Y luego, ya lo dije, vino los de los canarios, esos pájaros
que papá adoraba y que decidimos soltar,
pues hubo otro día que se nos ocurrió que estaban hartos de comer alpiste, siempre
alpiste, y además nadie quería cuidarlos más. Había que cambiarles cada día el
agua y el papel, todo un fastidio. Esos canarios estaban en el ático, que apestaba
a caca de pájaro, pues el papel no lo
cambiamos jamás y la caca se había ido acumulando en las jaulas. “Mejor los
soltamos”, dije yo. Todos estuvieron de acuerdo, aunque yo me acordaba bien que Papá había dicho un día:
“Nati, nos los puedes soltar porque los
canarios no saben sobrevivir en libertad”.
Yo
creo que solo decía eso para que nunca los soltemos, pues cuando les abrimos
las puertas volaron felices, yéndose lejos. Primero se quedaron en el ático, volando
de un lado al otro, confundidos, hasta
que luego, uno a uno, fueron descubriendo la ventana por donde escapar, y todos vimos que se iban por el cielo.
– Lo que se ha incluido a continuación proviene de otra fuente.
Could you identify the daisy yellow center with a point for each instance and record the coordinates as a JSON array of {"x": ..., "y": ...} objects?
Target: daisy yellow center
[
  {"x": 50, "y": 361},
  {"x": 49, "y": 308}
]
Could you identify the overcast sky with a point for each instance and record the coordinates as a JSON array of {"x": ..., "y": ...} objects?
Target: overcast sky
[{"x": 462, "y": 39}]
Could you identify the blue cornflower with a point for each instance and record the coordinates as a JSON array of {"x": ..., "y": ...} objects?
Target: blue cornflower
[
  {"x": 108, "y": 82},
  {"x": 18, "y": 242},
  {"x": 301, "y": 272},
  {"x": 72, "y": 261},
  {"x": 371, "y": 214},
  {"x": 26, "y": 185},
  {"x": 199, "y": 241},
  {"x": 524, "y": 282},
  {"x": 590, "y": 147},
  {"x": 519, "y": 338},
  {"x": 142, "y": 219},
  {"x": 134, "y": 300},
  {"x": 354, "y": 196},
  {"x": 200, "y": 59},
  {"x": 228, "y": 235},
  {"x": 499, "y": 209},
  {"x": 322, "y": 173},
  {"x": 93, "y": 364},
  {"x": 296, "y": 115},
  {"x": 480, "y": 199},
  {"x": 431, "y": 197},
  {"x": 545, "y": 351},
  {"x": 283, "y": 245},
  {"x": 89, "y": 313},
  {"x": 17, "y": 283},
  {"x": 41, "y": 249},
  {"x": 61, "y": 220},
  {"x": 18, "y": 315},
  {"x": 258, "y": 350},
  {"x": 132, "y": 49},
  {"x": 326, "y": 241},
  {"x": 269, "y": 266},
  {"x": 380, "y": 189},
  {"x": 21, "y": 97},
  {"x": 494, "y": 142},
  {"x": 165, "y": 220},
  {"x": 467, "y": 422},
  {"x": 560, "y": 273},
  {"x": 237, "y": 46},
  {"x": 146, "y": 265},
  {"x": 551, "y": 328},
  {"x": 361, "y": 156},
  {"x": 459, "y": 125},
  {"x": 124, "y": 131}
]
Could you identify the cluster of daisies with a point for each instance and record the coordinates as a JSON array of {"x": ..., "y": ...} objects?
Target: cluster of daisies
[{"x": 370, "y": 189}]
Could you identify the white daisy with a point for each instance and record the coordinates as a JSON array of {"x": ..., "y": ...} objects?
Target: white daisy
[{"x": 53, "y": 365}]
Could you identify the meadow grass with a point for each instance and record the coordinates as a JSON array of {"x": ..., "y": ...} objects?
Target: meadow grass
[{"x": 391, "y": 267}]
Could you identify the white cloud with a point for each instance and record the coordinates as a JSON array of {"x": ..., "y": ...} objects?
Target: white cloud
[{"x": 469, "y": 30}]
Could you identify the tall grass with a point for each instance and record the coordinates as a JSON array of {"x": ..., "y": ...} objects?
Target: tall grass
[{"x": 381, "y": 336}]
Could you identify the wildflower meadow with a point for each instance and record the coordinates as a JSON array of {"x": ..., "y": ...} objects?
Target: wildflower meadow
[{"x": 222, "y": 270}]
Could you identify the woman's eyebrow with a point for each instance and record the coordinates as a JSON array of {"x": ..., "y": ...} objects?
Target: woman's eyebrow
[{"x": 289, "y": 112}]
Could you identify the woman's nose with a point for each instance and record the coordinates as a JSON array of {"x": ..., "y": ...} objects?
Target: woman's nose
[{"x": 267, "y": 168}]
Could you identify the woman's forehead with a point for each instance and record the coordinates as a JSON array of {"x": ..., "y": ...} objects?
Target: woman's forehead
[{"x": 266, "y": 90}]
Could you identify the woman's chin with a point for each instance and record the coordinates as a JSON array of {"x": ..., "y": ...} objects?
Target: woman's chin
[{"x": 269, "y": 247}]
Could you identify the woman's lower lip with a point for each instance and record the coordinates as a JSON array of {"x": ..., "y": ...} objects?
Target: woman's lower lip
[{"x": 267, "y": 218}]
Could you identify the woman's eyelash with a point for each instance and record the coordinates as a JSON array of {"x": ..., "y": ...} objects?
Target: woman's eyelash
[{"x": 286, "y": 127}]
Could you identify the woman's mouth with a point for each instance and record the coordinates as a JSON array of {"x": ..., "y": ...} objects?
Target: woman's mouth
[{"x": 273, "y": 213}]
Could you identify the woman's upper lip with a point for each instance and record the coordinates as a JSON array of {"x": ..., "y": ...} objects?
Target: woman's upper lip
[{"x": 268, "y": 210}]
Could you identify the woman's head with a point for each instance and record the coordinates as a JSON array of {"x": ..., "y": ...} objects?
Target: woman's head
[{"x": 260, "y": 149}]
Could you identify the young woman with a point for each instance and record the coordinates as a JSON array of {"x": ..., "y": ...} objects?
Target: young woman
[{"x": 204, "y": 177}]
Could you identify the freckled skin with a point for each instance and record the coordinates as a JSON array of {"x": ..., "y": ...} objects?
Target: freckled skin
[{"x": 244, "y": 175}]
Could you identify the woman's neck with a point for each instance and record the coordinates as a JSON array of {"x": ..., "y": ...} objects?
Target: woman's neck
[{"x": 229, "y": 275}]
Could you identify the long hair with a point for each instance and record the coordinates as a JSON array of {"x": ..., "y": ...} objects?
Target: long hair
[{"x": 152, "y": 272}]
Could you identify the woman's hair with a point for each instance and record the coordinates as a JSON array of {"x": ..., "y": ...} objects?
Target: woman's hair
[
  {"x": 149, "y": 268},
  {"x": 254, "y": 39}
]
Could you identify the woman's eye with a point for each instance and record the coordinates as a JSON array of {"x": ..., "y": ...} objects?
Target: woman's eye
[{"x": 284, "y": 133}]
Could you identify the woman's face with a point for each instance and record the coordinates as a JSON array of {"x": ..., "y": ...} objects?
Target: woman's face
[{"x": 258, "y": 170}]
Ninguno quiso volver a su jaula, todos fueron hacia la chacra. Y ahora el ático,
al igual que el resto de la casa, es también solo para nosotros, pues es aquí
donde ahora estamos. Hace días que escuchamos muchos ruidos afuera. Ayer
vinieron unos señores y tocaron muchas veces la puerta y al final se fueron sin
entrar, pero yo creo que van a volver. Los esperaremos, calladitos. Estamos todos durmiendo en el cuarto de mi
papá, porque si alguien viene o algo pasa, queremos estar juntos. Ahí estábamos
cuando escuchamos el motor de un carro
estacionándose frente a la casa. Javier subió las escaleras del ático jalando a
Carlitos, y Cristina, Tere y yo salimos detrás de ellos, corriendo escaleras
arriba. Desde aquí espiamos por la
ventanita. Es un carro azul muy grande, del
que un señor y una señora han bajado. Es mi Papá, dice Tere. No, ni hablar,
digo, Papá no es tan gordo, y además esa
señora de pelo corto no es mi mamá. ¿Pero no ves que tiene el mismo saco rojo de
mamá?, dice Cristina, ¿No será ella? ¿No serán ellos? No lo sé, contesto. Podría ser, pero
esperemos, esperemos a que nos encuentren, aunque en verdad a mí ya no me importa.
No sé por qué, pero ya no me importa.